Şuf’a Hakkının Doğumu Ve Kullanılabilir Duruma Gelmesi
Şuf’a hakkı paylı mülkiyetin kurulması ile doğar. Ancak bu hakkın bir paydaş tarafından ileri sürülebilmesi için öncelikle paylı mülkiyete konu taşınmaza ilişkin bir payın üçüncü kişilere satılması gerekmektedir. Dolayısıyla şuf’a hakkı paylı mülkiyet ile doğan bir yasal hak ise de, bu hak ancak belli şartların meydana gelmesi ile ileri sürülebilmektedir. Kanun koyucunun paydaşlara böyle bir hak vermesindeki gayesi, taşınmazın mevcut paydaşlar arasında kalmasını sağlamak içindir.
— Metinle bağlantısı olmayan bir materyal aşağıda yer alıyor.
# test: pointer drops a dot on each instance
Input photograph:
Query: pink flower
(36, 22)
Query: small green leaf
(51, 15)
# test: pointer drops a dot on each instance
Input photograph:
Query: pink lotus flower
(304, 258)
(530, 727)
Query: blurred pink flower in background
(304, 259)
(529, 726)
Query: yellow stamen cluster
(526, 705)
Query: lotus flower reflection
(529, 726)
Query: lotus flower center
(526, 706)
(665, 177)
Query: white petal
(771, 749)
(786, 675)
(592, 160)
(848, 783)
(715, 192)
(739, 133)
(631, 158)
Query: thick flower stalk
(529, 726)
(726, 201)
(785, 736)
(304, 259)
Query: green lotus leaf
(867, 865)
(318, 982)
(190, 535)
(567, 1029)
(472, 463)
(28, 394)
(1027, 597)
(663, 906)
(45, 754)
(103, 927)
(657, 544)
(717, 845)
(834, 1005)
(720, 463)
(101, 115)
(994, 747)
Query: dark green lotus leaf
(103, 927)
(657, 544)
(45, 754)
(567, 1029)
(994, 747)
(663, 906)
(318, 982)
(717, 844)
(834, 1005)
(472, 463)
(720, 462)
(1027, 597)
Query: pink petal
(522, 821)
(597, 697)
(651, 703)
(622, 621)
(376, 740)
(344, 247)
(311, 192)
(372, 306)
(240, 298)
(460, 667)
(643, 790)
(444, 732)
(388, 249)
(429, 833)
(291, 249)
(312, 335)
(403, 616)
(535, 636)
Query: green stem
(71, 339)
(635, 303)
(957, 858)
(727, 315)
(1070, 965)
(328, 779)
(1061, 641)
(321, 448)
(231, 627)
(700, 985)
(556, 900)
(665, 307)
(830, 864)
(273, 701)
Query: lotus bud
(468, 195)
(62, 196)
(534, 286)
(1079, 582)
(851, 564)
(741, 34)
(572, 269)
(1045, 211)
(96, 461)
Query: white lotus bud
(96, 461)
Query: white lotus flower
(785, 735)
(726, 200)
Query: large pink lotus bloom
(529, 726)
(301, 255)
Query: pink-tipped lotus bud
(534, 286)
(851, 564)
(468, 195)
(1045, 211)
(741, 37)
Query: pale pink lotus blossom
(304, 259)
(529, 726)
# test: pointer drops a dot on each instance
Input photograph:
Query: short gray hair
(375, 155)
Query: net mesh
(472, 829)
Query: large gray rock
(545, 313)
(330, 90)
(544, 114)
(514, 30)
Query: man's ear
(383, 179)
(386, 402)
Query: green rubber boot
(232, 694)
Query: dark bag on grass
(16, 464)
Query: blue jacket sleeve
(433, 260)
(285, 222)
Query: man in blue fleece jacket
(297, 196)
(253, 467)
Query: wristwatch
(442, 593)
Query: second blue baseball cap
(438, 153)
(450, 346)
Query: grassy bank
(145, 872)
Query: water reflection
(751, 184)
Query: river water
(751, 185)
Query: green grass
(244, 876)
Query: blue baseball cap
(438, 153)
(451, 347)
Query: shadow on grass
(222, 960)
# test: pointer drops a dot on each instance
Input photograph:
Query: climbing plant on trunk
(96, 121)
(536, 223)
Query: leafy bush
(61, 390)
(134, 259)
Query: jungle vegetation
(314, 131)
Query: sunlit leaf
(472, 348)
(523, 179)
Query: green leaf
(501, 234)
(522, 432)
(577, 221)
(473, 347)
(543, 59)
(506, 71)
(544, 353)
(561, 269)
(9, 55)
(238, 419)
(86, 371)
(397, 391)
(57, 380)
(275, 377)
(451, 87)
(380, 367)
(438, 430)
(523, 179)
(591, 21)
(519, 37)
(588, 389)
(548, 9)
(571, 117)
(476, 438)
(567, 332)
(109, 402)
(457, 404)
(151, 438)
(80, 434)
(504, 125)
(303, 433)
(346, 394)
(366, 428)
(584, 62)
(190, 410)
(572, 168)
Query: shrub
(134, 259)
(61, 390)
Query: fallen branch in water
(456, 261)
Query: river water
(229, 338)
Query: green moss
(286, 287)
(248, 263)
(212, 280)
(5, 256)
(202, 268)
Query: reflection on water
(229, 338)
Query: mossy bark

Dolayısıyla eğer diğer paydaşlar ortak oldukları taşınmaza üçüncü kişinin girmesini istemiyorlar ise, şuf’a hakkını ileri sürüp; taşınmazın satılan payını satın alabilecektirler.

Şuf’a Hakkının Kullanılması

Şuf’a hakkı ancak paylı mülkiyette kullanılabilir. Yine bu hak ancak paydaşlar tarafından kullanılabilir. Yukarıda da belirttiğimiz üzere, şuf’a hakkı ancak payın üçüncü kişilere satılması durumunda kullanılabilir. Eğer satış bir paydaş tarafından diğer paydaşa yapılmış ise bu durumda şuf’a hakkı kullanılmaz. 
Ayrıca şunu da belirtmekte fayda vardır. Şuf’a hakkı paylı mülkiyette ileri sürülebilen bir hak ise de; bu ancak fiilen taksimi yapılmamış taşınmazlarda ileri sürülebilir. Ortaklar arasında fiilen taksim edilmiş taşınmazlarda bu hakkın ileri sürülmesi hakkın kötüye kullanılması olacaktır.
Şuf’a hakkı ancak dava ile üçüncü kişilere karşı kullanılabilir. Dava taşınmazı alan üçüncü kişiye karşı herhangi bir paydaş tarafından açılabilecektir. Dava Taşınmazın bulunduğu yer Asliye Hukuk Mahkemesinde açılacaktır.

Şuf’a Hakkının Kullanmada Süre Var Mıdır?

Alıcı, kanun gereğince payı satın aldığı hususunu tüm paydaşlara noter marifetiyle bildirmiş olmasına rağmen paydaşlar bu duruma süresinde itiraz etmemiş iseler şuf’a hakkı payı alan üçüncü kişiye karşı da ileri süremezler.
Alıcının noter marifetiyle satışı bildirmesinden itibaren üç(3) ay içerisinde kanuni şuf’a ileri sürülmez ve dava açılmaz ise;
Yada satışın yapılmasından itibaren iki(2) yıl geçmiş olmasına rağmen ileri sürülmemiş ise; bu durumda Şuf’a davası açılamaz.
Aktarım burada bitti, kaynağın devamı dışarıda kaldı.